O cardeal lembra que “três semanas depois, inesperadamente, recebi outra mensagem, a de todos aqueles que viveram a amargura da separação, a angústia de não ter notícias, a frustração de não poder visitar e a dor de não acompanhar na luta pela vida o ente querido, gostariam de ter podido ler: “Caro amigo, desde ontem respiro. Deus fez o milagre. Obrigado pelas orações!”. Sim. Graças a Deus, Derio sentiu-o presente naquele duelo entre a morte e a vida que nos ajuda a entender que o Evangelho está na história, aquela que o mundo do bem-estar havia iludido poder observar como espectadores, pensando em ficar saudável, mesmo que por toda parte havia doentes".

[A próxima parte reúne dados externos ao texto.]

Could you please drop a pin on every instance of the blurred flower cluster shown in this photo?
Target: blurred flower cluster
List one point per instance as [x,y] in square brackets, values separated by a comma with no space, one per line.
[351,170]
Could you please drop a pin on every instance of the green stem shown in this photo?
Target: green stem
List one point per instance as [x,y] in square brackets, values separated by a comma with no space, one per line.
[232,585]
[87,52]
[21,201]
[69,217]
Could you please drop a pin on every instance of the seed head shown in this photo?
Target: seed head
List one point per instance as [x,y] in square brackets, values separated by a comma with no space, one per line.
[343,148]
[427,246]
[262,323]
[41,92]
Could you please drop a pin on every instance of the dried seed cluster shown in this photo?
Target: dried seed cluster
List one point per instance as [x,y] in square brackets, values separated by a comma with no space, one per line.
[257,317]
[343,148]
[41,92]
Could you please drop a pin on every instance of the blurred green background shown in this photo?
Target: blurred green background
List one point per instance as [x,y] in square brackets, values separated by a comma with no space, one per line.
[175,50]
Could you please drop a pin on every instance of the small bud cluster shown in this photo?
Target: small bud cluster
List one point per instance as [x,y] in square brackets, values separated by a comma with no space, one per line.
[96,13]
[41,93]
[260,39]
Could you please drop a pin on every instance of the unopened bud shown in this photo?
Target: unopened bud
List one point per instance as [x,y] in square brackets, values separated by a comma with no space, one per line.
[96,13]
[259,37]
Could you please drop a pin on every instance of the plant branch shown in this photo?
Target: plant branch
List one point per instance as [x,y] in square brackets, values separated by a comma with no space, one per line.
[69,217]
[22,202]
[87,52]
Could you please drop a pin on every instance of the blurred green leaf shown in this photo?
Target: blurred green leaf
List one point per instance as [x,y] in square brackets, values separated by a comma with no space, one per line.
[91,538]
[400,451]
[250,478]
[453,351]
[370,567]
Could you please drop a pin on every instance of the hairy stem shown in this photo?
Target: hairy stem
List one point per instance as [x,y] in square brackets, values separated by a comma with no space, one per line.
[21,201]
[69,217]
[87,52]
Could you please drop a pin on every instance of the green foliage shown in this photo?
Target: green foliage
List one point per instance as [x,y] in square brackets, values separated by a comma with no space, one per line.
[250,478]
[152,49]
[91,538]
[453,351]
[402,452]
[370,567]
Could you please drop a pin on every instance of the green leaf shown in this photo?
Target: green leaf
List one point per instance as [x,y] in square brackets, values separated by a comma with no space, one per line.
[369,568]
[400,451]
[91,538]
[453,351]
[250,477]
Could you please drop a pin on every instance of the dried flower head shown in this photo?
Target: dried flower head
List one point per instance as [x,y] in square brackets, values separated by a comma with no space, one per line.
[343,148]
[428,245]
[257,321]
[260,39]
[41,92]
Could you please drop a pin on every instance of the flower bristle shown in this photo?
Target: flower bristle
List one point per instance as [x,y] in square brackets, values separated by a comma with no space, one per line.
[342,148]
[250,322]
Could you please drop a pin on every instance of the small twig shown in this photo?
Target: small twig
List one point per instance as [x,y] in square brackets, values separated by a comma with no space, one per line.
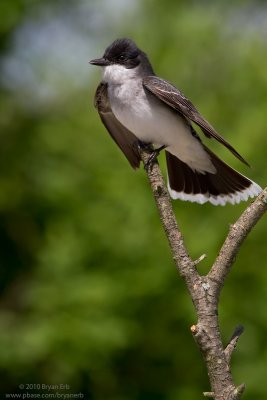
[208,394]
[228,351]
[199,259]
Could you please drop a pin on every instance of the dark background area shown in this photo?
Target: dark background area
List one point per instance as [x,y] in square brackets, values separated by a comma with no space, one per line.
[89,295]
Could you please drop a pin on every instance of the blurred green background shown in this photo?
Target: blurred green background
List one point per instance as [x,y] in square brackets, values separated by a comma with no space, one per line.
[89,294]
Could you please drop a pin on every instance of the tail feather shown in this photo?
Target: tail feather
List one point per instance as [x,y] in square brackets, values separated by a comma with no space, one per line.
[225,186]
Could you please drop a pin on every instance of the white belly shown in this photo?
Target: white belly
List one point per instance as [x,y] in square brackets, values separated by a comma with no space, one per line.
[154,122]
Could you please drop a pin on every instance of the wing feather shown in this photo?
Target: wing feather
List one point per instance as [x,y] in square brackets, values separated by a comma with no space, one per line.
[170,95]
[125,139]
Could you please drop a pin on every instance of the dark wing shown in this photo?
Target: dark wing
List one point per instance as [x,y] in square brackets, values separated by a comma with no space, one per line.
[175,99]
[125,139]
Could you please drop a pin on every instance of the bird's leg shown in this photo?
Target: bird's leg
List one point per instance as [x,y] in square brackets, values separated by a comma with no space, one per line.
[153,156]
[153,152]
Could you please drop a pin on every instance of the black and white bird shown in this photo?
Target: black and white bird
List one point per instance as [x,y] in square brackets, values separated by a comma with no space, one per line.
[136,106]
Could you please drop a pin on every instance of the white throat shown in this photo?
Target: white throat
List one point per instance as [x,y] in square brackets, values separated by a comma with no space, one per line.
[117,74]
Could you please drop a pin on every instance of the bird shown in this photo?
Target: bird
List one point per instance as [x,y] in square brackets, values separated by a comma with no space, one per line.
[138,108]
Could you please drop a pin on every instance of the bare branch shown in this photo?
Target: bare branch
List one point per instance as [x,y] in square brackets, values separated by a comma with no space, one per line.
[233,342]
[205,290]
[236,236]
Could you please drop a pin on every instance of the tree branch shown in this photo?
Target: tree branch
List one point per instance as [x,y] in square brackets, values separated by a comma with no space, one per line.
[205,290]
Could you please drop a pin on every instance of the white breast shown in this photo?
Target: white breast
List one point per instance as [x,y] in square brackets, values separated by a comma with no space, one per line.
[150,120]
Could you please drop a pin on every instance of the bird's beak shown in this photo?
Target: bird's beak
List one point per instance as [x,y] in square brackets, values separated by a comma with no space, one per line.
[102,62]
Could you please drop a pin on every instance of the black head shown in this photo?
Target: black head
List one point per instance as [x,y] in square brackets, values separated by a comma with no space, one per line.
[123,52]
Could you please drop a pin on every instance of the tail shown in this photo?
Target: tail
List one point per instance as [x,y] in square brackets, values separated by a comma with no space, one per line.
[225,186]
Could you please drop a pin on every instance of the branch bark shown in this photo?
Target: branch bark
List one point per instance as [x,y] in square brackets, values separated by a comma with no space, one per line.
[205,290]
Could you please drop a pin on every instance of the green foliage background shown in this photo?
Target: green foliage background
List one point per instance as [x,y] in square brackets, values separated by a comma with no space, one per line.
[89,293]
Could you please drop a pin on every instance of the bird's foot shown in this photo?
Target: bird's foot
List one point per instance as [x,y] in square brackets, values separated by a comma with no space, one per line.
[148,147]
[153,156]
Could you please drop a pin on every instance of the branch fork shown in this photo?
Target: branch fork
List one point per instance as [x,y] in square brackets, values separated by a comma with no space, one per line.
[205,290]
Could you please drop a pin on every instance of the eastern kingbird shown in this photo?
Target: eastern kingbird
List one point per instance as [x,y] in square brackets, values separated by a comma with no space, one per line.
[136,106]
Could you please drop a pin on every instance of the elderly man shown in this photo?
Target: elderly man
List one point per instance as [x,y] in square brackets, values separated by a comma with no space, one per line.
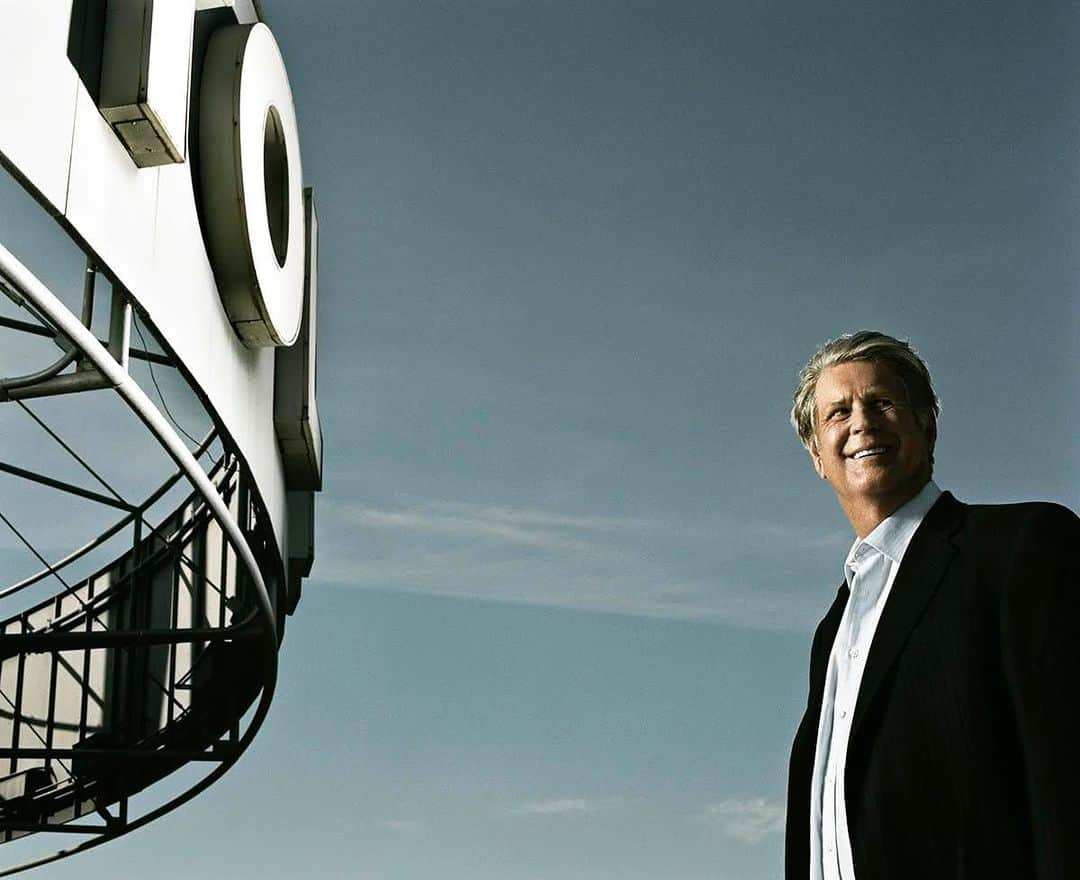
[939,739]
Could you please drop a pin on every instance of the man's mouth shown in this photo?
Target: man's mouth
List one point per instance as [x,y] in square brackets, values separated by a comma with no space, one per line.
[874,450]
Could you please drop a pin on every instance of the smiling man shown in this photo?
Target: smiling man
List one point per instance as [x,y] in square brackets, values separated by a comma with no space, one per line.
[937,740]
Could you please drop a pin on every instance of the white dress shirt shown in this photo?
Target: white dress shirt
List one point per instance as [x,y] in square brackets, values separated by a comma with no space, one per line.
[869,570]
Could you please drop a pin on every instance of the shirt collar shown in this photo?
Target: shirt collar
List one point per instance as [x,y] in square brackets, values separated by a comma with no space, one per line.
[892,535]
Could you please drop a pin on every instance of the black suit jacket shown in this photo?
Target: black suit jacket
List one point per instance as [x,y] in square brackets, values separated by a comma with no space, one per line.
[964,758]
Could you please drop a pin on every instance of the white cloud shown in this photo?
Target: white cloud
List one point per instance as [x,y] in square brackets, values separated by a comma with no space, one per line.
[403,826]
[721,570]
[553,808]
[750,821]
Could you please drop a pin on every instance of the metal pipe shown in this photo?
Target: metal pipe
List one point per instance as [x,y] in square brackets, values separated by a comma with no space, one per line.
[24,382]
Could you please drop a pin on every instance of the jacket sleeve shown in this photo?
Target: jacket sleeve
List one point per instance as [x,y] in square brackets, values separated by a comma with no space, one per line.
[1040,641]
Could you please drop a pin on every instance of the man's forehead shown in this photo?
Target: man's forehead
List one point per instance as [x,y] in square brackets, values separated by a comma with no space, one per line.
[842,381]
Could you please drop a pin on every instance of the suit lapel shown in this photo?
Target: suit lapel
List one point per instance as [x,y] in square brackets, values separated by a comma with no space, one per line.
[925,564]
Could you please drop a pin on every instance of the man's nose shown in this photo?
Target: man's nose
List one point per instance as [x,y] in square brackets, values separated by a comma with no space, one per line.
[863,417]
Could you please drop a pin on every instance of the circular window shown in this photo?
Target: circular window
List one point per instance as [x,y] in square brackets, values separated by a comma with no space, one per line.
[275,177]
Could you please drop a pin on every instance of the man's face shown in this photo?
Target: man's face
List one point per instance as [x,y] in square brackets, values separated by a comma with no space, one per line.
[869,445]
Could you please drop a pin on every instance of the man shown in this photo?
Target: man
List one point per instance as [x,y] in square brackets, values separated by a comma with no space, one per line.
[939,739]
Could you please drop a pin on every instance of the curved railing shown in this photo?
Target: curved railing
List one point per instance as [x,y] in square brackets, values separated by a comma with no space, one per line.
[132,679]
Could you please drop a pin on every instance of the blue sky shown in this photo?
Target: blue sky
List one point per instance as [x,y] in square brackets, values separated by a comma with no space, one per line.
[570,552]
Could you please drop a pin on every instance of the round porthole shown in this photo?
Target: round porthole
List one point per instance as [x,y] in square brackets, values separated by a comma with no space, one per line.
[251,186]
[275,177]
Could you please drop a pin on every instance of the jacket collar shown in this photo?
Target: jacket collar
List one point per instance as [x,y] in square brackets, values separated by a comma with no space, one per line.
[925,564]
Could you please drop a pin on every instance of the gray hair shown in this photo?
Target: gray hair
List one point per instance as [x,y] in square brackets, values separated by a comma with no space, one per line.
[879,349]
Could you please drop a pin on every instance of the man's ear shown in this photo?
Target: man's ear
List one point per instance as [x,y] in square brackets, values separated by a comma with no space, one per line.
[815,457]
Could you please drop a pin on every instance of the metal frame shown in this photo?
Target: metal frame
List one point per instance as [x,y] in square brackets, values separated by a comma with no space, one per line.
[104,365]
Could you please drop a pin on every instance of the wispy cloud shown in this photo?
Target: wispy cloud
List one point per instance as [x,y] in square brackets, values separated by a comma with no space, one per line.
[406,826]
[750,821]
[553,808]
[721,570]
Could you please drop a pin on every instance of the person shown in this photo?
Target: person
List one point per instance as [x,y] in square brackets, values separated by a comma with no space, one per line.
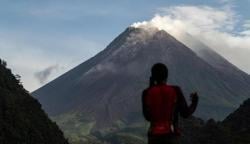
[162,104]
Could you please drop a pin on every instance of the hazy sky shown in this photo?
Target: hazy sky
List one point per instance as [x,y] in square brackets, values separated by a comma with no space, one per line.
[40,40]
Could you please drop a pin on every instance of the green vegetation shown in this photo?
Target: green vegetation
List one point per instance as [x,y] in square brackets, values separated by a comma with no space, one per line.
[22,121]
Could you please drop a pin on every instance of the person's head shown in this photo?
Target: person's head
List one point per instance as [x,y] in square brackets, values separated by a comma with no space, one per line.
[159,74]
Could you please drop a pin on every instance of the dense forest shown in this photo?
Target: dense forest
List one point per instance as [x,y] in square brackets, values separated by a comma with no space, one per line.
[22,121]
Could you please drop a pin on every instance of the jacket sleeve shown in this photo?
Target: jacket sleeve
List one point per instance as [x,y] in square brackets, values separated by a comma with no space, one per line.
[182,106]
[144,106]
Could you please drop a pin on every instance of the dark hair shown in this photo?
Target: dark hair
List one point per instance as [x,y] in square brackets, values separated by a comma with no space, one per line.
[159,73]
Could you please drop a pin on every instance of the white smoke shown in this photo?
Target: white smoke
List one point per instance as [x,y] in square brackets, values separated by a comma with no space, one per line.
[43,75]
[216,27]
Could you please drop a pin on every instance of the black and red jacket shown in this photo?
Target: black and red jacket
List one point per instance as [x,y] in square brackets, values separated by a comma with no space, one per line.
[162,105]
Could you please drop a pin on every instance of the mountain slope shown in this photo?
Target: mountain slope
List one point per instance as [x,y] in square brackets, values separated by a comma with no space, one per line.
[22,120]
[107,88]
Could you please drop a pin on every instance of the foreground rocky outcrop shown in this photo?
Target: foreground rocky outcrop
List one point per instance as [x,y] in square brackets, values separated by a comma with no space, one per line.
[22,121]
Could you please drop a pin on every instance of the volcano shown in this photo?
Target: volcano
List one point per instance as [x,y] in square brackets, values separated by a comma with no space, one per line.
[107,88]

“Tive alta - diz o bispo no livro - exatamente 40 dias após minha hospitalização. Interessante, não é? Aquela experiência representa minha travessia pessoal pelo deserto". E acrescenta: “Nos dias de retorno à vida, também ouvi uma voz muito especial: a de Jorge Mario Bergoglio. Francisco me chamou na ala em 17 de abril. Fiquei tão surpreso que não queria acreditar. Mas o médico insistia: 'Responda, é mesmo o Papa'. Ouvir isso me deu muita força. Ele me disse que desde que soube que eu estava internado, orou por mim. Ele me pediu para transmitir seus cumprimentos aos amigos valdenses e abençoou a mim, às outras pessoas doentes e a toda a equipe médica presente".

O livro de D. Olivero não apenas conta a história daquelas difíceis semanas vividas no hospital Edoardo Agnelli, em Pinerolo. Mas, aproveitando daqueles dias de luta, o bispo tira um ensinamento para o futuro e o faz olhando principalmente para a Igreja. Assim como ele já havia feito, não tendo repercussão, nos dias de forte tensão entre a CEI e o governo italiano, quando um cabo de guerra estava em curso pela retomada das celebrações com a presença dos fiéis, algo que havia sido interrompido durante o lockdown e até mesmo durante a Semana Santa e a Páscoa.

“Um dos grandes riscos que a Igreja e a sociedade estão correndo - escreve o bispo - é pensar que, quando esse período muito ruim, mais cedo ou mais tarde terminar definitivamente, poderemos retornar a ser como éramos antes. Por outro lado, estou convencido, pela experiência que tive e pelo que agora observo, que essa tragédia não foi absolutamente um parêntese ruim a ser superado a fim de retornar tudo como antes: é um tempo que fala conosco, um kairòs. É um tempo que grita e nos pede para mudar".